Victor Flanagan, one of the attorneys representing the board, confirmed the attorneys involved made the decision. The board is still adamant it did not violate the law during the Nov. 15 meeting, and the decision to pay Marple is not an admission of wrongdoing, Flanagan said.
Saying it was better to "err on the side of caution," Flanagan thought it was a good idea to pay Marple now just in case a court were to eventually determine the board had violated the law during the first meeting.
The news that Marple was to be paid came as a surprise to board member Jenny Phillips.
"The board has not approved that, that I know of, and I have not gotten any emails from the department at all," Phillips said Friday afternoon in a telephone interview.

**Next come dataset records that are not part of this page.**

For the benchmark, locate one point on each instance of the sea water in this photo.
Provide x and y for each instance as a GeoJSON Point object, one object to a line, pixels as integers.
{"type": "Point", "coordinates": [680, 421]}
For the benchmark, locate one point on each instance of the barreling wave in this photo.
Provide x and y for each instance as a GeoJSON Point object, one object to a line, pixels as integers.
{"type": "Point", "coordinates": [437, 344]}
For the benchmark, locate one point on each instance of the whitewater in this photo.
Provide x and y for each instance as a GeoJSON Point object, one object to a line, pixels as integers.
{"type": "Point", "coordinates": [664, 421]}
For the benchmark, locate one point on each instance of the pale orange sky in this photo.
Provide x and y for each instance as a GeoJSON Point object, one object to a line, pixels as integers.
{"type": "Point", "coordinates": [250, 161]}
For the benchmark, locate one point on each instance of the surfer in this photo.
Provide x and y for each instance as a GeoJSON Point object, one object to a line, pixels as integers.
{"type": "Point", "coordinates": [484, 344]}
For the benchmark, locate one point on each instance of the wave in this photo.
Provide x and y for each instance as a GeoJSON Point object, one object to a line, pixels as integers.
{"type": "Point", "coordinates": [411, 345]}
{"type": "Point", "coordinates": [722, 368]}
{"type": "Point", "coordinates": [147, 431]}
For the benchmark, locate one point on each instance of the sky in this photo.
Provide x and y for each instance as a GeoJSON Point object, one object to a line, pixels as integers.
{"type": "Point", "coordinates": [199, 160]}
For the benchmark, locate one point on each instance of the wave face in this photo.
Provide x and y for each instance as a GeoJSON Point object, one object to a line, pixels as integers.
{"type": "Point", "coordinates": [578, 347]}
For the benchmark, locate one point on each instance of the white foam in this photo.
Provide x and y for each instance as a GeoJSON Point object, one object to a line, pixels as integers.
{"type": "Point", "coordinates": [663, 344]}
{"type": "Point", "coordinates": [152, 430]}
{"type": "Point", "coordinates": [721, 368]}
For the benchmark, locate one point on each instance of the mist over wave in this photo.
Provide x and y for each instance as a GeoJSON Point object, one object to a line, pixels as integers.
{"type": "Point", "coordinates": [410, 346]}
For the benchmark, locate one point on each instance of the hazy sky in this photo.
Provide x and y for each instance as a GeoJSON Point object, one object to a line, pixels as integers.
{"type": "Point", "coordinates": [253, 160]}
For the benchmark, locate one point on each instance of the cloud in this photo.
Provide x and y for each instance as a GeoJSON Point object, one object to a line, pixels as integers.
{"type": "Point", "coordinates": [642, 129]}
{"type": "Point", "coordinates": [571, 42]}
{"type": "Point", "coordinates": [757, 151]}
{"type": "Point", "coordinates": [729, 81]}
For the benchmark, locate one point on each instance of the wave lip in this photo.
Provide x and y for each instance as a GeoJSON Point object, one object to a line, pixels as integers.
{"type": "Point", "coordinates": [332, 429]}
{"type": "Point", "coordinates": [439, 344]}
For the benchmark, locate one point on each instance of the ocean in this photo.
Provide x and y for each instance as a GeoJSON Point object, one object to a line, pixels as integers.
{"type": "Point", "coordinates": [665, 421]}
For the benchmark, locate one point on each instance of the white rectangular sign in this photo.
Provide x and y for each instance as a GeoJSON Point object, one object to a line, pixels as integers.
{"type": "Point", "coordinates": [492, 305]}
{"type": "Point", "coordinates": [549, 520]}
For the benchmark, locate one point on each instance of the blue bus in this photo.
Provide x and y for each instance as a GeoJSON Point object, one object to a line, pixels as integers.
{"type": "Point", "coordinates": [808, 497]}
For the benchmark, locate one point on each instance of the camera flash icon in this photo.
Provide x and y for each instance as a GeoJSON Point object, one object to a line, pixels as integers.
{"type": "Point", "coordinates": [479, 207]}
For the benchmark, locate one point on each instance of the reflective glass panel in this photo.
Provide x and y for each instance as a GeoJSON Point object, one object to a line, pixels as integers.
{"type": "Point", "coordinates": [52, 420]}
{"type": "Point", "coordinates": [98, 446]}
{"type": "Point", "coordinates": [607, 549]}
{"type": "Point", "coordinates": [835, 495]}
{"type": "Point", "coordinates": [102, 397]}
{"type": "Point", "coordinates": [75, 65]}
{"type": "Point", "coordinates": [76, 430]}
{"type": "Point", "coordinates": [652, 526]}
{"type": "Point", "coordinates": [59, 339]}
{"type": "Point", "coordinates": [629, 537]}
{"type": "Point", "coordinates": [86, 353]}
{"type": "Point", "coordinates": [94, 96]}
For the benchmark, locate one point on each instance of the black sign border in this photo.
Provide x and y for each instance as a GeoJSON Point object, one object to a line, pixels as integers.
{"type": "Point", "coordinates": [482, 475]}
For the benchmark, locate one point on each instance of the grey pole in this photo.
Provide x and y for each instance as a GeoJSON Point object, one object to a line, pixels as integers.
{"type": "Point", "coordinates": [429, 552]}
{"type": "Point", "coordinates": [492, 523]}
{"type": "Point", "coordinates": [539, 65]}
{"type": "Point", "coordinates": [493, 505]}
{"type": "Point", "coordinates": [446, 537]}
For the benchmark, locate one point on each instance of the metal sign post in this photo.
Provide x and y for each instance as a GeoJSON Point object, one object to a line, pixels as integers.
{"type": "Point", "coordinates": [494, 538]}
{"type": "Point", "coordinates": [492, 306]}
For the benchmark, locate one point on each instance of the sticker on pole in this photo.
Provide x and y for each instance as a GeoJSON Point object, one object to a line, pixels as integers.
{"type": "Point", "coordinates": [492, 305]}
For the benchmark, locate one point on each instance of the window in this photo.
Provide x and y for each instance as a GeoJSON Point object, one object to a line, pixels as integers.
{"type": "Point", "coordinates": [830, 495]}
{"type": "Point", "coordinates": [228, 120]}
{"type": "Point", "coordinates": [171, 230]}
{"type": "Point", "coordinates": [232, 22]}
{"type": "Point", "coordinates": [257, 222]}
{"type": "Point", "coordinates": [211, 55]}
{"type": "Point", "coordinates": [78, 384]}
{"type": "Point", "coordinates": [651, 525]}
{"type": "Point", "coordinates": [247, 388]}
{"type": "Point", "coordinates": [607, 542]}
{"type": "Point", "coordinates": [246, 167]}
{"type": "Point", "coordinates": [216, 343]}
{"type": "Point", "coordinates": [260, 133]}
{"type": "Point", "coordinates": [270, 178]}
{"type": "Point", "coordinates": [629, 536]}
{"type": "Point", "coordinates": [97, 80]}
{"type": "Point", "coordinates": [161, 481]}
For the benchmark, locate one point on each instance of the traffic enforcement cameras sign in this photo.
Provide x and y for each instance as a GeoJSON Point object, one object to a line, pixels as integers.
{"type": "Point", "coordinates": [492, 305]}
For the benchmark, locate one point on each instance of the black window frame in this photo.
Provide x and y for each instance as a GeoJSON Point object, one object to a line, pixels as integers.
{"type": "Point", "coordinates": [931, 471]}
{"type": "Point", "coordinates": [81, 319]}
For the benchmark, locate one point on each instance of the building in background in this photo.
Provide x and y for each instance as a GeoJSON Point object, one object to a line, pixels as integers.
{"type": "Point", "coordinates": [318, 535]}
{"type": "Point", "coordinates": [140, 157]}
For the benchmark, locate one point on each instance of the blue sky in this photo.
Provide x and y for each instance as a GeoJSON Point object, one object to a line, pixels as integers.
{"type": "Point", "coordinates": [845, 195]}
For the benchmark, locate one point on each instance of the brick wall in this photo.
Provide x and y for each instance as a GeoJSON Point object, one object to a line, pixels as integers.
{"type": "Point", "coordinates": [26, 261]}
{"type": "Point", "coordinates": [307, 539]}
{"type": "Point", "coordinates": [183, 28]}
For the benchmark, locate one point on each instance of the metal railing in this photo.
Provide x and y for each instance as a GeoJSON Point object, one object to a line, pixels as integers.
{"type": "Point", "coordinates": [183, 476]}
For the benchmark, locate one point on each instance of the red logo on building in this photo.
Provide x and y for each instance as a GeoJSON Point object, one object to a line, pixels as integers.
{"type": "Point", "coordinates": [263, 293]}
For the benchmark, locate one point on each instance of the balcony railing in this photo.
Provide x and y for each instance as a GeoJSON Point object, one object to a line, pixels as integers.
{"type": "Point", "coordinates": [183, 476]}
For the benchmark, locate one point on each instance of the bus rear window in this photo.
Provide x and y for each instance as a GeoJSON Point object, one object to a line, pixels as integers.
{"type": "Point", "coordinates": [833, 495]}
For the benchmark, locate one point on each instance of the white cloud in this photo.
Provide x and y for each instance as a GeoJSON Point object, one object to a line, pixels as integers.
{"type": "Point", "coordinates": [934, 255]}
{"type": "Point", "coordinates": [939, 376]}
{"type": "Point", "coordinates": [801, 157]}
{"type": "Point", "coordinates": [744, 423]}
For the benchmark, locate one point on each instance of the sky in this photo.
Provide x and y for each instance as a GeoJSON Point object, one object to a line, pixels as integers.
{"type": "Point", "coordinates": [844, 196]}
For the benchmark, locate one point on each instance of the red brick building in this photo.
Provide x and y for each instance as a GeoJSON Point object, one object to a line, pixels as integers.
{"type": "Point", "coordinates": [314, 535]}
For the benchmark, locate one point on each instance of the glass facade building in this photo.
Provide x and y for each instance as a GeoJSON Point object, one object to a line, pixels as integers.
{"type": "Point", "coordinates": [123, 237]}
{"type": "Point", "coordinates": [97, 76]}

The board worked with the state Ethics Commission to write its agenda for the Thursday meeting, Linger said. A 2005 commission opinion allows a public agency to remedy potential Open Meetings concerns by essentially conducting the same meeting publicly in a way that is not ceremonial or "perfunctory."
After having the second meeting, listening to public comment about Marple, voting to fire her again and discussing some of the reasons the board was ready to move in a new direction, not paying Marple for the two-week period would have been a "half measure," Linger said.
"It's just a logical thing; it seemed logical to me. And I think that the lawyers agreed," Linger said.
Marple was officially removed from the state payroll following the Nov. 15 vote, said Justin Southern, spokesman for Auditor Glen Gainer, on Friday. At some point between Nov. 16 and Nov. 30 the department sent the auditor's office a document that returned Marple to the payroll, Southern said.
Linger said he did not know the particulars of the payment procedure, but he's sure the board and department acted properly.
"I think it was the right thing to do. I'm not sure what the official approval process is, but I'm confident that it was followed," Linger said.
Marple's most recent payment was processed Friday and was on its way to her in the form of a check or direct deposit, according to state records. Marple did not return a message left Sunday.
Chuck Heinlein, formerly the deputy superintendent, was appointed superintendent hours after Marple was fired the first time. The board wants to conduct a national search for a long-term superintendent.
A department spokesperson declined comment, citing litigation.
Staff writer Ry Rivard contributed to this article.